In the Enlightenment, religion became a broader category. For the philosophes of Europe, religion was a universal category. Every culture had some form of religion and some were more advanced than others. For some of these thinkers Christianity was the most advanced, for others it was something beyond Christianity or even pure Reason. By the early nineteenth century, Europe and America had developed a four part taxonomy of religion: Christianity, Judaism, Islam, and "heathenism" or "paganism." In her book, The Invention of World Religions, Tomoko Masuzawa traces the emergence of a "world religions" discourse in the nineteenth century. By the 1893, the World's Parliament of Religions recognized ten world religions. The "paganism" category had been fleshed out into Buddhism, Hinduism, and other newly minted "world religions."

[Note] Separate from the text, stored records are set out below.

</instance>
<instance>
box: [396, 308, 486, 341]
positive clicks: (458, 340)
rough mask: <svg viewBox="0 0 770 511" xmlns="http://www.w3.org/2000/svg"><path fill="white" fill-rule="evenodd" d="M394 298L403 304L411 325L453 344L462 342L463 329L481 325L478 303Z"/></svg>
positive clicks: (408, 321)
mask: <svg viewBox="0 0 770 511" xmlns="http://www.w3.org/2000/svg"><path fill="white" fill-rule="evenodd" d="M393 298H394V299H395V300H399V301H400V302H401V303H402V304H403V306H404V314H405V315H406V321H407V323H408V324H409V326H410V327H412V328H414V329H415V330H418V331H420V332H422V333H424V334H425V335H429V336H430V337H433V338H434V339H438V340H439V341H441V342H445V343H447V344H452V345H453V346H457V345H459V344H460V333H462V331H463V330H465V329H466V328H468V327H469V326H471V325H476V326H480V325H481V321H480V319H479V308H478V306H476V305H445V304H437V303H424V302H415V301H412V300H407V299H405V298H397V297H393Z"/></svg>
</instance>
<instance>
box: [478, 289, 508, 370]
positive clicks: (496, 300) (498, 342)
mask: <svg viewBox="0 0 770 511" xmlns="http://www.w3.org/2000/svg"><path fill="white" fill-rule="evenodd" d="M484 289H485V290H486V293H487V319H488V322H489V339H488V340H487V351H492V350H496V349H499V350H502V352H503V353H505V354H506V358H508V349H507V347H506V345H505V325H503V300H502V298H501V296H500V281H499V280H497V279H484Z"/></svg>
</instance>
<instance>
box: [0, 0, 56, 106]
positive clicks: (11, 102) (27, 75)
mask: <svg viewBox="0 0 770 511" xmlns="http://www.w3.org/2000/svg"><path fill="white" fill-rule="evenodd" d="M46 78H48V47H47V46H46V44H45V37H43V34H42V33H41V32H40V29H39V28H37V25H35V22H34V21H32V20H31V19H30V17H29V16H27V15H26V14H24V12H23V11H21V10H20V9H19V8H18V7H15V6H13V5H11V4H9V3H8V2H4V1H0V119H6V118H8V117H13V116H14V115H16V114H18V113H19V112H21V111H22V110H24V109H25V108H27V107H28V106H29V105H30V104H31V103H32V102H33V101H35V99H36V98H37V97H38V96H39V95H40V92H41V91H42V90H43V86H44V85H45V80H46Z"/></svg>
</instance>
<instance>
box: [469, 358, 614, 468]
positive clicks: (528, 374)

Now in the twenty-first century, our concept of religion is much broader than the ten traditions of 1893. In his inauguration speech, President Obama included "non-believers" alongside Jews, Muslims, Hindus, and Christians. Our notion of religion in public discourse now includes companion categories for atheists, humanists, and others who don't necessarily fit into "religion" but still carry with them something that functions similarly. We are still forming this category of human behavior we label "religion."
I re-hash this historical and theoretical narrative to come to this point: The category "religion" is contested, changing, and negotiated moment by moment and what counts as "religion" is always inflected, determined, and authorized by the circulation of power. In short, religion is not a neutral category. It is shot through with political, economic, and cultural forces.
One example to illustrate this point. Recently in Tennessee, opponents of a proposed mosque in the town of Murfreesboro alleged that Islam was not a religion and, therefore, didn't deserve any First Amendment protections. Elsewhere in Tennessee, Lieutenant-Governor Ron Ramsey described Islam as a "cult" and not a religion during a stump speech in July. The "Islam is not a religion" rhetoric has been heating up in the past year among folks on the Right. This maneuver to push Islam out of the category "religion" is motivated by a number of factors but, in the end, it is an example of how the term "religion" is deployed to empower some and oppress others.
My point is not to disparage religion or religious communities and religious traditions. Things we label as religion have done a lot of great things and a lot of terrible things. My point is to make us aware of the label itself. Anytime the term "religion" is deployed in discourse it builds boundaries about what does and does not count as religion. These are not neutral boundaries. As we discuss the role of religion in a pluralistic society and a modern world we must be aware of the boundaries we are drawing and the ways power is working on and through them. Religion is always in a state of formation and we must be aware of the consequences.